But now, the ongoing controversy over opioid prescriptions and use has fueled interest by some in Congress to ask the Government Accountability Office (GAO) to study the possibilities on the “use of remote monitoring with respect to individuals who are prescribed opioids.” That GAO study provision can be found in Section 118 of the Support for Patients and Communities Reauthorization Act, which passed the House Energy and Commerce Committee by a 49–0 vote on July 19.
There has been a wealth of literature on remote monitoring of patients for the outpatient management of opioid use disorder, including addiction specialists tapering their methadone patients gradually off of the drug in a way that avoids withdrawal symptoms. This is because, with the advent of telemedicine, it is hoped that doctors can manage all sorts of conditions remotely using sensing devices without the patients having to come to the doctor’s office.
The research is not limited to opioid monitoring. Technologies to remotely monitor blood pressure, EKGs, oxygenation, and more are either already available or soon will be.

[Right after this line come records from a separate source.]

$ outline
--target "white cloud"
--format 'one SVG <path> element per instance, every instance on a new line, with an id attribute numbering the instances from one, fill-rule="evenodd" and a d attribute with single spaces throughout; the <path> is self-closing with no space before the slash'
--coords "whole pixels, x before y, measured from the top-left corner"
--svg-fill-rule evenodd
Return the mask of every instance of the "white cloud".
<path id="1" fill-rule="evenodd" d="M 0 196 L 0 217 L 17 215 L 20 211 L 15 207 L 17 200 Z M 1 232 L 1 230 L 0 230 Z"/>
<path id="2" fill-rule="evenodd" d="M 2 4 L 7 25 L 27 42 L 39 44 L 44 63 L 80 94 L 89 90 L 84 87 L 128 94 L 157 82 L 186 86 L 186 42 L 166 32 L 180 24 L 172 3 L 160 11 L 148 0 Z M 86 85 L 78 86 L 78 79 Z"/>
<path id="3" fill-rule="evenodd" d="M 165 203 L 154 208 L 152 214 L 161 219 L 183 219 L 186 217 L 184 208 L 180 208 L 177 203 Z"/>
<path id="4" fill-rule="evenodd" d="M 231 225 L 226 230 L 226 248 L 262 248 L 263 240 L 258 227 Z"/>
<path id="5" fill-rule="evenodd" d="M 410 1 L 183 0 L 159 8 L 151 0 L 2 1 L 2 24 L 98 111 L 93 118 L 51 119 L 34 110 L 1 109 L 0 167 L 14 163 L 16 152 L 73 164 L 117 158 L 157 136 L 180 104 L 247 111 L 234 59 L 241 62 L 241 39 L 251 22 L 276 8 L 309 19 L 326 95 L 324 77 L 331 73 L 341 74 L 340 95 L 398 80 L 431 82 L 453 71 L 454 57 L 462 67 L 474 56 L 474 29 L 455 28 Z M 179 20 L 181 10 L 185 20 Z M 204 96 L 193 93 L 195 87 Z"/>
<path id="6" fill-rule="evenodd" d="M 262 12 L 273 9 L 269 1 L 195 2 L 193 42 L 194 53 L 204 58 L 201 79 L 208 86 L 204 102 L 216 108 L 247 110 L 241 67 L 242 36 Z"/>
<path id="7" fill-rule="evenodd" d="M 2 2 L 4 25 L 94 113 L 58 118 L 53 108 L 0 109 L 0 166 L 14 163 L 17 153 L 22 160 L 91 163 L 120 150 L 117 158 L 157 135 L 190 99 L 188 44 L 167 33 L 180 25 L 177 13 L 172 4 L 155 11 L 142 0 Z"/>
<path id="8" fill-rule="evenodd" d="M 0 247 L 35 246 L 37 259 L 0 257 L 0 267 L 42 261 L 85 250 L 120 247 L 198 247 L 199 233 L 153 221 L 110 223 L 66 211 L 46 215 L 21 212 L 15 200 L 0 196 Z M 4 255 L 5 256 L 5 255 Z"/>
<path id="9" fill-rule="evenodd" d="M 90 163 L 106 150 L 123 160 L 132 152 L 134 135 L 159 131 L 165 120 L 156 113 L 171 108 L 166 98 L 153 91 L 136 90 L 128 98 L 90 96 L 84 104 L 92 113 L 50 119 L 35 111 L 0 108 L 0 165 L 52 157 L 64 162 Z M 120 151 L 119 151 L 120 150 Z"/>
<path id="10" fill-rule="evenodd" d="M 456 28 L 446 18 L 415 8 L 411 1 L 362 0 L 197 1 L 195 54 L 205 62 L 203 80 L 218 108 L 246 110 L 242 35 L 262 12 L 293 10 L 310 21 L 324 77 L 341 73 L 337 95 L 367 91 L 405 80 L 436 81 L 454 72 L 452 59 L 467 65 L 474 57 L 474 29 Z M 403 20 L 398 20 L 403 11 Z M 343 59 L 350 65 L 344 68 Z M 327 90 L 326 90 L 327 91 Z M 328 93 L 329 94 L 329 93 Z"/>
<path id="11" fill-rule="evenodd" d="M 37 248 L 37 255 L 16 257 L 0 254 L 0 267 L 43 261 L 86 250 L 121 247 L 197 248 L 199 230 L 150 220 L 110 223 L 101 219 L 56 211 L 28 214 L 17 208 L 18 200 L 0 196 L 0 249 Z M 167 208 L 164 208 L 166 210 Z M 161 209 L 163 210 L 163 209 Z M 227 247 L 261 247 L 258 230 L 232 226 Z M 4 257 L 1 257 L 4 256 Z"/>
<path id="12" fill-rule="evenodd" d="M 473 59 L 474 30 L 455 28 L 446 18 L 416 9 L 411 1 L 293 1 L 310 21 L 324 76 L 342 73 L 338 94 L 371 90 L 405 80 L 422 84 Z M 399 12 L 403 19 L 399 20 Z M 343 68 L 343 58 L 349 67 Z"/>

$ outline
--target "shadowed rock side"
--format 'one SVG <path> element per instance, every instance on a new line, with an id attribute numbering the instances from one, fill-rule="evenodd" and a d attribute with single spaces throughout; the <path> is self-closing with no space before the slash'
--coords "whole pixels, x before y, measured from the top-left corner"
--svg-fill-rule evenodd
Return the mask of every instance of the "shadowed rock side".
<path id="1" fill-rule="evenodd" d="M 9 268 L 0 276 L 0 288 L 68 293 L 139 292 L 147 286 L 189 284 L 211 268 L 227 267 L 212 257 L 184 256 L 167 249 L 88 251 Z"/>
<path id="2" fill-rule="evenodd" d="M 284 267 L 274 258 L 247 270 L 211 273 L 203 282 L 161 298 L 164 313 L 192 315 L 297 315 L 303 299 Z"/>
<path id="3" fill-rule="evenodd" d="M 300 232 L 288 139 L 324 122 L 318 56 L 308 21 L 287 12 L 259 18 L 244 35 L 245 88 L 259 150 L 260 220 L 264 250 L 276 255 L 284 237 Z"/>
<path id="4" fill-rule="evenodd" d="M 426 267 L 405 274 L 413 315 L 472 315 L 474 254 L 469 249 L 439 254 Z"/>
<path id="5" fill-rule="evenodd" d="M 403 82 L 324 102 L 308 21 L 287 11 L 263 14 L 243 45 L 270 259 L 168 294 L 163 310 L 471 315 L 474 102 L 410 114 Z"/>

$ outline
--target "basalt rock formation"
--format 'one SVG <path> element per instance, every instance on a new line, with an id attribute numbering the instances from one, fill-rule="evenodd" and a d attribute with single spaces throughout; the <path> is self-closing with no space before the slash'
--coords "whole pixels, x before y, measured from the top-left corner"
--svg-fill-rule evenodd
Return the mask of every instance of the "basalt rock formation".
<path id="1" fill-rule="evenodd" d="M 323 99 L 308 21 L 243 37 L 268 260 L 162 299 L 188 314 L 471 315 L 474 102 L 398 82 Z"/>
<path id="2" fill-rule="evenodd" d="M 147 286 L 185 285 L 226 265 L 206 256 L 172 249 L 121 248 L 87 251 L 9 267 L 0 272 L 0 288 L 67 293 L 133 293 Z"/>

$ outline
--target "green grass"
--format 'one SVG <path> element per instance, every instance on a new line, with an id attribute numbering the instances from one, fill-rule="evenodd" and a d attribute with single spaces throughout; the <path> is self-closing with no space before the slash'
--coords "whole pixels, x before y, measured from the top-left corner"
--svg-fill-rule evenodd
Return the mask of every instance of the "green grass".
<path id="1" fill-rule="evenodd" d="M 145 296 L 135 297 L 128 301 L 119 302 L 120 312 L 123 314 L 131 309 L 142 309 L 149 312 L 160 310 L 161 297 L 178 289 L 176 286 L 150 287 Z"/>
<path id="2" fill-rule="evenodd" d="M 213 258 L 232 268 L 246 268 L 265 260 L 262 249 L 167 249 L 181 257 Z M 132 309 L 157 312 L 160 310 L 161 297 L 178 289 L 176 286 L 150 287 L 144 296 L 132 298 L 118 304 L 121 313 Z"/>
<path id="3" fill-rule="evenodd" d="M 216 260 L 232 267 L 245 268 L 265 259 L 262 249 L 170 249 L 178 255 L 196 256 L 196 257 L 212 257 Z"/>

Private technology companies, funded by venture capital, continue to developthese devices, responding to the growing market for telehealth services.
The government’s only role here is to remove the 19th and 20th-century regulatory relics that stunt the growth of telehealth services. These are welcome developments, but we must never lose sight of the potential for the compromise or even abuse of such collected and stored data.
The recent bill’s GAO study requirement is a solution in search of a problem. There is no need for legislation to fund studies to remotely monitor opioid use since these studies are already being done and are well underway. As such, the GAO study requirement in the bill appears to be a form of legislative political theater aimed at showing concern for the opioid overdose problem.
Moreover, the wording of the study language is too broad. It doesn’t talk about remote monitoring for treating opioid use disorder or dependency, but just remote monitoring of patients on opioids. Such expansive language can lead to unintended and harmful consequences.
Despite abundant public data to the contrary, most lawmakers believe that all these people accessing fentanyl, cocaine, meth, and Tranq on the black market are the products of doctors prescribing opioids to their patients to treat their pain. That misinformation is, in many ways, at the heart of the problem in our public debate on how to deal responsibly with opioids.
A government-sanctioned study like the proposed one by GAO will no doubt show that, given current or projected technologies, it is possible to remotely monitor how patients use opioids through their physiological responses. With such data in hand, misinformed anti-opioid crusaders in Congress will then take the next “logical” step — legislation requiring all patients prescribed opioids for any reason to be remotely monitored (another example of “cops practicing medicine.”)
This will intimidate health care practitioners into further curtailing opioid prescribing to their patients in pain. This simply exacerbates the misery that state and federal opioid prescribing policies have already inflicted on them that is driving many to suicide and some to homicide.
We already live in an over-surveilled country as it is, courtesy of draconian, sweeping laws like the PATRIOT Act and the FISA Amendments Act, along with the proliferation of automated license plate readers, facial recognition technology, etc. Such laws and technologies have badly compromised our privacy in our personal communications, and the last thing we need is a perversion of telemedicine technology to further compromise the already-endangered medical provider-patient relationship.